MRI in RA

MRI Findings Match Patients' Experience With RA

Patient-reported outcomes in rheumatoid arthritis (RA) correlate independently with measures of inflammation and structural damage on MRI scans,…
rheumnow.com

MRI Measures of Synovitis in RA, a Valuable Endpoint

MRI measures appear to be on target with patient-reported outcomes in rheumatoid arthritis,…
rheumatologynetwork.com

Relationship of patient-reported outcomes with MRI measures in rheumatoid arthritis

Purpose We assessed whether MRI measures of synovitis, osteitis and bone erosion were associated with patient-reported outcomes (PROs) in a longitudinal clinical trial setting among patients with rheumatoid arthritis (RA). Methods This longitudinal cohort of 291 patients with RA was derived from the...
ard.bmj.com

MRI evidence of persistent joint inflammation and progressive joint damage despite clinical remission during treatment of early rheumatoid arthritis

(2016). MRI evidence of persistent joint inflammation and progressive joint damage despite clinical remission during treatment of early rheumatoid arthritis. Scandinavian Journal of Rheumatology: Vol. 45, No. 2, pp. 99-102. doi: 10.3109/03009742.2015.1070902
tandfonline.com

Similar to ultrasound in RA, MRI appears to "over-read" inflammation (synovitis) and damage (erosions) in the joints than may be apparent on clinical assessment (joint examination and blood tests for inflammation). Interestingly, such radiological findings seem to correlate far better with patients' pain, physical function and general well-being, while the conventional clinical measures of disease activity seem to fall short.

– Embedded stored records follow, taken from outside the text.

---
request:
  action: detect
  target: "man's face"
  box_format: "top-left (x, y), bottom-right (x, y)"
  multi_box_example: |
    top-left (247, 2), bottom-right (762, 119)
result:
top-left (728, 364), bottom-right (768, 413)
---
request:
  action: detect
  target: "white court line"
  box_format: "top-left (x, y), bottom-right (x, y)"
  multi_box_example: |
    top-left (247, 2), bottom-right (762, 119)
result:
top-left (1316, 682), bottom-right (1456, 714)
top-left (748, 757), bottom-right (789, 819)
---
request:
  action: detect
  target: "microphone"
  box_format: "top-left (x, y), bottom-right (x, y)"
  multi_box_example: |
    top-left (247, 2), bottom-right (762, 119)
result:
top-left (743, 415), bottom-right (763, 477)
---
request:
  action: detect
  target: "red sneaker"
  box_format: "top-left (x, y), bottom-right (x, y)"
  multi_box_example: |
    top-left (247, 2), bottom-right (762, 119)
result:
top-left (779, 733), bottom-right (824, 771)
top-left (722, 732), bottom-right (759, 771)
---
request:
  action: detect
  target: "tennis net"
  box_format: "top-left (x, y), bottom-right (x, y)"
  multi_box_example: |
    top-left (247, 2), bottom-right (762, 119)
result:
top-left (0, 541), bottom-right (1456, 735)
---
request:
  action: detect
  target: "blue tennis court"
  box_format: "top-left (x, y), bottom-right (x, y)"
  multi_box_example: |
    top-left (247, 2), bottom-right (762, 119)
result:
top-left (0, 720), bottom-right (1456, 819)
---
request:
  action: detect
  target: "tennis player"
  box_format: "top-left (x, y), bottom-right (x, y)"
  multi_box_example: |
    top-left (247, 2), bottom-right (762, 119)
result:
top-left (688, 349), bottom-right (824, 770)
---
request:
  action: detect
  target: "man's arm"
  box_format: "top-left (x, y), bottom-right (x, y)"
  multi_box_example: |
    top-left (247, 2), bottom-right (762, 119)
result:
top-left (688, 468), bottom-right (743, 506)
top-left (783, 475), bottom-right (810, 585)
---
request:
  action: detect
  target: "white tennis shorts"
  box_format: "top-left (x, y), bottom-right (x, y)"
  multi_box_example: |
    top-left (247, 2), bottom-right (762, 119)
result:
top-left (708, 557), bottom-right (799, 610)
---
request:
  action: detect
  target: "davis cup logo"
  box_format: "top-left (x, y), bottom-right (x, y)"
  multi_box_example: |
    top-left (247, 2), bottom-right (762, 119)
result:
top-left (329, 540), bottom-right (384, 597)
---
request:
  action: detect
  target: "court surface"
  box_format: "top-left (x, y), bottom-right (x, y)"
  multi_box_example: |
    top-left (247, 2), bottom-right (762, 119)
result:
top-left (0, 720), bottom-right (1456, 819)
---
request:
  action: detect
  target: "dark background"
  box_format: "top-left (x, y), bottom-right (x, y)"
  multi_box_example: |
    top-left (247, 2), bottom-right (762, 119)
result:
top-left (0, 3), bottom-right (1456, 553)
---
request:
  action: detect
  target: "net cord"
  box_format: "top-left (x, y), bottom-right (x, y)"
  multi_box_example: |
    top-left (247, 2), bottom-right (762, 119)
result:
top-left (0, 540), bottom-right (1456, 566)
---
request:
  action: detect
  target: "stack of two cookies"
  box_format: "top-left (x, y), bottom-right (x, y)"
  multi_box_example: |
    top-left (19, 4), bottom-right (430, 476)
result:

To put it plainly, patients can better gauge what's going on with their RA (and whether the medicines they are currently receiving are helping) than what the attending doctors can figure out with their examination skills and lab tests. And how they feel and function can better predict how they'll eventually turn out years later (disabled or otherwise), than whatever prognostication construct is currently at the rheumatologists' disposal.

Ouch. More evidence that the "How ya doin'?" score is trumping our laboriously devised and validated disease activity scores.